Question

Solve ${9^{1 + \log x}} - {3^{1 + \log x}} - 210 = 0$, where base of log is $3$.

Answer 1

Hint: We will write this equation in terms of ${3^{1 + \log x}}$ and then we will assume ${3^{1 + \log x}} = m$. We will get a quadratic equation and then we will solve it for the values of m and hence the value of ${3^{1 + \log x}}$. We will then take logarithms both sides with base $3$ and hence solve it for the value of x.

Complete step-by-step answer:
 We are given an equation: ${9^{1 + \log x}} - {3^{1 + \log x}} - 210 = 0$ with base $3$.
We are required to solve this equation or in other words, we have to solve it for the value of x.
We can write this equation: ${9^{1 + \log x}} - {3^{1 + \log x}} - 210 = 0$ as:
$ \Rightarrow {\left( 3 \right)^{\left( 2 \right)1 + \log x}} - {3^{1 + \log x}} - 210 = 0$
Or, ${\left( {{3^{1 + \log x}}} \right)^2} - {3^{1 + \log x}} - 210 = 0$
Let ${3^{1 + \log x}} = m$. Now the equation becomes:
$ \Rightarrow {m^2} - m - 210 = 0$
We get a quadratic equation in m.
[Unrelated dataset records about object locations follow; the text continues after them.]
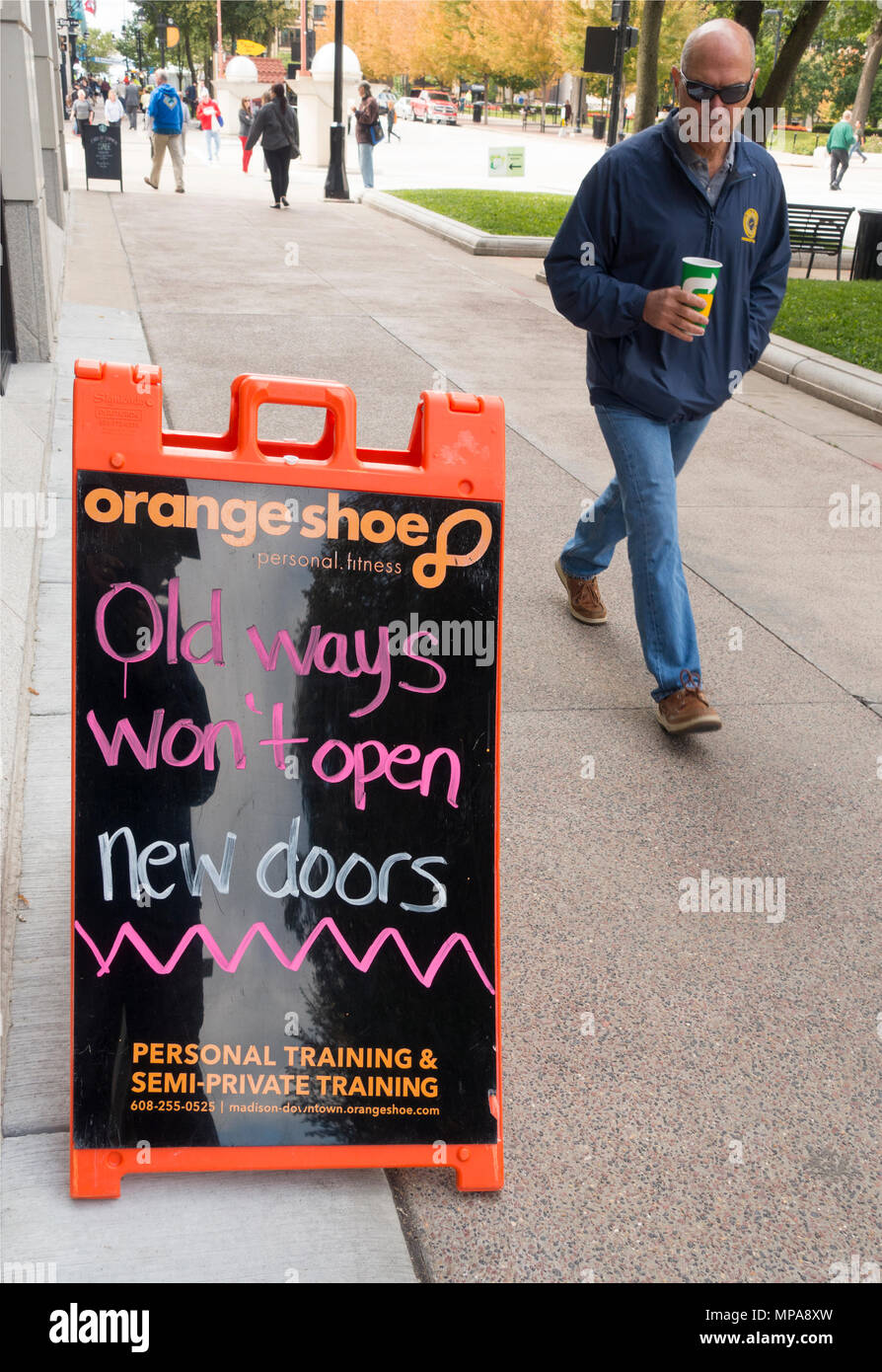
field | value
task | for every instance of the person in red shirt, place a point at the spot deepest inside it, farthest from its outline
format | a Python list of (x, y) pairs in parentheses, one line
[(211, 122)]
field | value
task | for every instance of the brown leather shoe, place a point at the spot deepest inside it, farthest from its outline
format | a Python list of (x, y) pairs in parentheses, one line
[(584, 598), (688, 710)]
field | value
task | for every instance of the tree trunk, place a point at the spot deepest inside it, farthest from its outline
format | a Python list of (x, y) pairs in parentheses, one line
[(189, 58), (749, 15), (647, 66), (868, 74), (789, 58)]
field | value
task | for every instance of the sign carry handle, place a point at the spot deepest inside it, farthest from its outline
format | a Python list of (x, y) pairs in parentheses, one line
[(278, 390)]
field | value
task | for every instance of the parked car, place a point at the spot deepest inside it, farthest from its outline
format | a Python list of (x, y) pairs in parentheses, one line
[(434, 108)]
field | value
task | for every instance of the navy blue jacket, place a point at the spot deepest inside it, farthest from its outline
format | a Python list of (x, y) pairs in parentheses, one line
[(642, 210)]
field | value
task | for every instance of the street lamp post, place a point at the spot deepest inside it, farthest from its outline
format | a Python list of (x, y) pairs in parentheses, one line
[(778, 18), (336, 184)]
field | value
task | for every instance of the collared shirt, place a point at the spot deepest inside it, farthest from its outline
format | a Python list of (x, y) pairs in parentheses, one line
[(698, 166)]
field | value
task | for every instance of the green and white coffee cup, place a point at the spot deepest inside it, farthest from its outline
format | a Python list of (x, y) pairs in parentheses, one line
[(699, 277)]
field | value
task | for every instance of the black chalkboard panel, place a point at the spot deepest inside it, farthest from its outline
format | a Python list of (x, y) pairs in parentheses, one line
[(102, 144), (285, 807)]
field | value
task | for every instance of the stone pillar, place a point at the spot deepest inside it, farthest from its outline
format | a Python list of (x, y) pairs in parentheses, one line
[(49, 106), (35, 243)]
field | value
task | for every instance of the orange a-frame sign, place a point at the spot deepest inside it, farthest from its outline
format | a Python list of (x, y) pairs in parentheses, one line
[(285, 770)]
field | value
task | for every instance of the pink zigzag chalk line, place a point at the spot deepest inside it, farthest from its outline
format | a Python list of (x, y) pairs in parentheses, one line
[(126, 931)]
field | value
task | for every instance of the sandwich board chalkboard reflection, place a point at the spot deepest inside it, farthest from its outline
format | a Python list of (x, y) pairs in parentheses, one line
[(285, 788), (102, 144)]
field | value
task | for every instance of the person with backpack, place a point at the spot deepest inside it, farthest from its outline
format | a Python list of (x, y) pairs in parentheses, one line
[(368, 132), (276, 126), (165, 115)]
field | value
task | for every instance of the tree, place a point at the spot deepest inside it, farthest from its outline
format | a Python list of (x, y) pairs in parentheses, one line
[(647, 65), (773, 91), (101, 44), (860, 108), (522, 38)]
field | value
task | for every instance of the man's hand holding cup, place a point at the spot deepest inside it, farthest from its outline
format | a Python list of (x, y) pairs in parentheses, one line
[(674, 308)]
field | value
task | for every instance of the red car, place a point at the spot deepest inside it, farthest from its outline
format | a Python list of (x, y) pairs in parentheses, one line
[(434, 108)]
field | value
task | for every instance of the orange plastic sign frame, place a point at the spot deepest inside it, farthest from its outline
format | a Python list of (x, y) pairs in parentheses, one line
[(456, 452)]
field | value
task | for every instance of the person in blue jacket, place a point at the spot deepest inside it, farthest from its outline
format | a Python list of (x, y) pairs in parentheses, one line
[(692, 186), (165, 119)]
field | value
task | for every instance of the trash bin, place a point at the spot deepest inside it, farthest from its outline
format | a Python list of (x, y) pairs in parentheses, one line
[(867, 261)]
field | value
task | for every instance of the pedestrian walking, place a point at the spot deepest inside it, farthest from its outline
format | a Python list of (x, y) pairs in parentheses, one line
[(165, 116), (857, 144), (112, 109), (391, 118), (246, 119), (83, 110), (276, 126), (840, 147), (211, 122), (656, 368), (132, 103), (366, 126)]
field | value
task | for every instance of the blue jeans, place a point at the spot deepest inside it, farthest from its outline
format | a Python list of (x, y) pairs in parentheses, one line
[(365, 162), (640, 503)]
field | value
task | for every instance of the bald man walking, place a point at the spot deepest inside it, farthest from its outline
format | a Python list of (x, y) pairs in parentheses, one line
[(689, 187)]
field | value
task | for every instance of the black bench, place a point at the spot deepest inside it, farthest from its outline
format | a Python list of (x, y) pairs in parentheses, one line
[(818, 228)]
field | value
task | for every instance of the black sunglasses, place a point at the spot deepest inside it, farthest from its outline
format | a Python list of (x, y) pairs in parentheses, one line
[(701, 92)]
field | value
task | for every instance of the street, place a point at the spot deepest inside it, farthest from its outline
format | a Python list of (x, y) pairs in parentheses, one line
[(689, 1095)]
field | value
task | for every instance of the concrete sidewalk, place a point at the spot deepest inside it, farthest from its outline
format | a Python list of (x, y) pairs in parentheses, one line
[(688, 1097)]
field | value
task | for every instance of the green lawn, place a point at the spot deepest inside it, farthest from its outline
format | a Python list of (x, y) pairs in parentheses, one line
[(840, 317), (495, 211)]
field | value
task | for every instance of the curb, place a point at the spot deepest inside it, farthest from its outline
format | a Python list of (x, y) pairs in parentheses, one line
[(854, 389), (830, 379), (844, 384), (461, 235)]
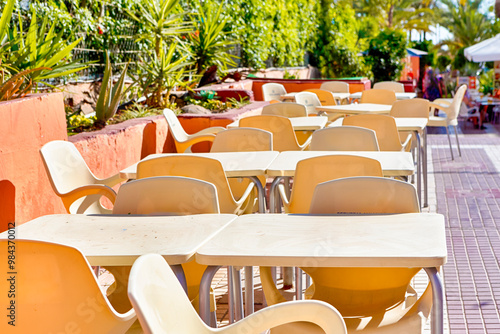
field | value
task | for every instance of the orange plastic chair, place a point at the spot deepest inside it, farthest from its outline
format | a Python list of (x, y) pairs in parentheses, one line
[(202, 168), (56, 292), (162, 306), (310, 172), (451, 111), (371, 300), (169, 195), (396, 87), (72, 180), (273, 91), (378, 96), (284, 138), (285, 109), (344, 138), (325, 97), (243, 140), (183, 141), (385, 128)]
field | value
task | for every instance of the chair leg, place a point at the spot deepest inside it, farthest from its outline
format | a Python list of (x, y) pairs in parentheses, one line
[(458, 144), (449, 141)]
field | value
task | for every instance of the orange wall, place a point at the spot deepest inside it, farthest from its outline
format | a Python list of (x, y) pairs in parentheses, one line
[(26, 125)]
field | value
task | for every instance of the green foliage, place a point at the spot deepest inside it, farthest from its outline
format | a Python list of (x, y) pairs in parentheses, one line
[(162, 20), (109, 96), (336, 47), (209, 44), (385, 54), (157, 75), (274, 30), (41, 50)]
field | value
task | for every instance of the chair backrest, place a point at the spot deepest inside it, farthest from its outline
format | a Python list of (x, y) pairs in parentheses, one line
[(242, 140), (175, 126), (67, 171), (273, 91), (56, 292), (396, 87), (344, 138), (325, 97), (160, 302), (384, 126), (411, 108), (285, 109), (453, 110), (308, 99), (172, 195), (310, 172), (284, 138), (378, 96), (335, 86), (196, 167), (364, 195)]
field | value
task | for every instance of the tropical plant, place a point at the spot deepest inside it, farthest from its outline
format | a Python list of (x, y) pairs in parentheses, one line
[(109, 96), (162, 20), (336, 41), (385, 54), (157, 75), (209, 44), (36, 50)]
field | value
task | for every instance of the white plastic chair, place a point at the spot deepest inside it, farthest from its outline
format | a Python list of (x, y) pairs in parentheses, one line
[(72, 180), (163, 307), (451, 110)]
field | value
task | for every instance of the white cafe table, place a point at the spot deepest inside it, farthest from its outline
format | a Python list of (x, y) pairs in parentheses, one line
[(392, 163), (399, 95), (235, 164), (397, 240), (354, 109), (115, 240), (290, 97), (298, 123)]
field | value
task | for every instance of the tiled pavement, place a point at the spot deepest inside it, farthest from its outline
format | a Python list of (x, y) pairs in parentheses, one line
[(468, 194)]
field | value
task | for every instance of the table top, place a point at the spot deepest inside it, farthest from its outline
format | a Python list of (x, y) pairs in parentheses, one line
[(291, 96), (397, 240), (393, 163), (402, 123), (399, 96), (357, 108), (299, 123), (120, 240), (235, 164)]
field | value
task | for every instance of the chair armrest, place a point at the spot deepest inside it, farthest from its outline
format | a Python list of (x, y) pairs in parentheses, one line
[(306, 144), (407, 143), (212, 130), (314, 311), (88, 190), (246, 194), (286, 201)]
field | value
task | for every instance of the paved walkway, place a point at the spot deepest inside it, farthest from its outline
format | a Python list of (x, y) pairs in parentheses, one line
[(468, 194)]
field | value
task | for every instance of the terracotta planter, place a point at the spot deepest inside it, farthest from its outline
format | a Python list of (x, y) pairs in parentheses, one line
[(26, 125)]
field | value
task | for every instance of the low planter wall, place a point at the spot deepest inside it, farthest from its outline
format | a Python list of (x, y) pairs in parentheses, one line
[(27, 124)]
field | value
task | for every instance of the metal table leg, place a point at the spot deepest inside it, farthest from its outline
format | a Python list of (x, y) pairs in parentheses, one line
[(205, 283), (437, 313)]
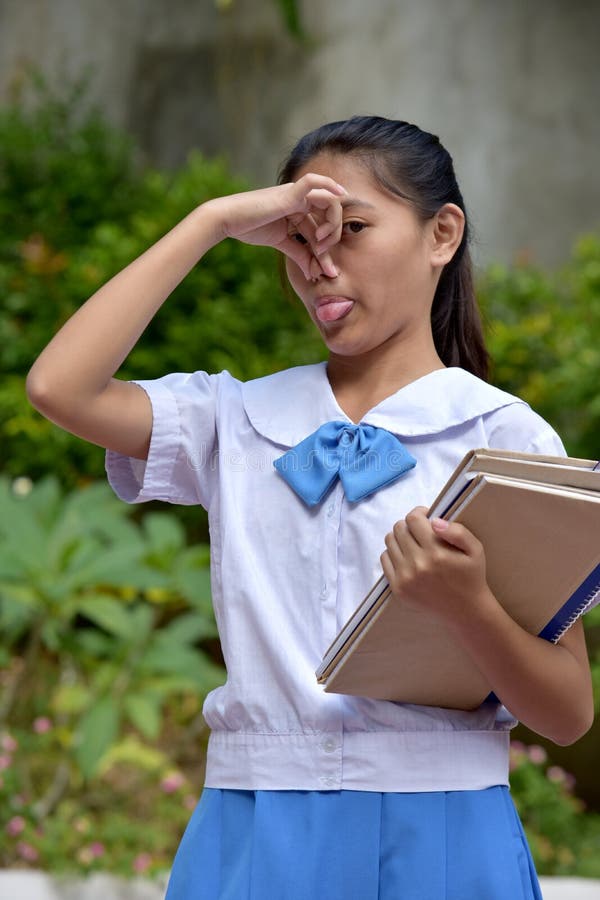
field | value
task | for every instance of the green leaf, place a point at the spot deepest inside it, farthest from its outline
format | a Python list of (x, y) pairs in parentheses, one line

Let us solve it for the value of m by the factorization method as:
$ \Rightarrow {m^2} - 15m + 14m - 210 = 0$
$ \Rightarrow m\left( {m - 15} \right) + 14\left( {m - 15} \right) = 0$
$ \Rightarrow \left( {m + 14} \right)\left( {m - 15} \right) = 0$
$ \Rightarrow m = - 14{\text{ or }}15$
Here, negative value is not acceptable since ${3^{1 + \log x}}$ is positive always.
Therefore, $m = 15$.
$ \Rightarrow {3^{1 + \log x}} = 15$
Using the base change rule ${\log _b}a = x \Leftrightarrow {b^x} = a$, we can write this equation as:
$ \Rightarrow {\log _3}15 = 1 + {\log _3}x$
$ \Rightarrow {\log _3}x = {\log _3}15 - 1$
Now, we know that ${\log _x}x = 1$. Using this formula, we can write the equation as:
$ \Rightarrow {\log _3}x = {\log _3}15 - {\log _3}3$
Using the logarithmic formula: ${\log _a}m - {\log _b}n = {\log _a}\left( {\dfrac{m}{n}} \right)$ in the above equation, we get
$ \Rightarrow {\log _3}x = {\log _3}\left( {\dfrac{{15}}{3}} \right) = {\log _3}5$
$ \Rightarrow {\log _3}x = {\log _3}5$
Taking anti – logarithm both sides, we get
$ \Rightarrow $$x = 5$

Note: In this question, we may get confused at many steps especially where we have supposed ${3^{1 + \log x}} = m$ since this way it becomes easier to solve for the solution. Also, when we have used the base change rule of the logarithms. Here, we have compared ${3^{1 + \log x}} = 15$ with ${b^x} = a$ and after that we have used the base change formula and it was already provided in the question itself that the base of the log is $3$.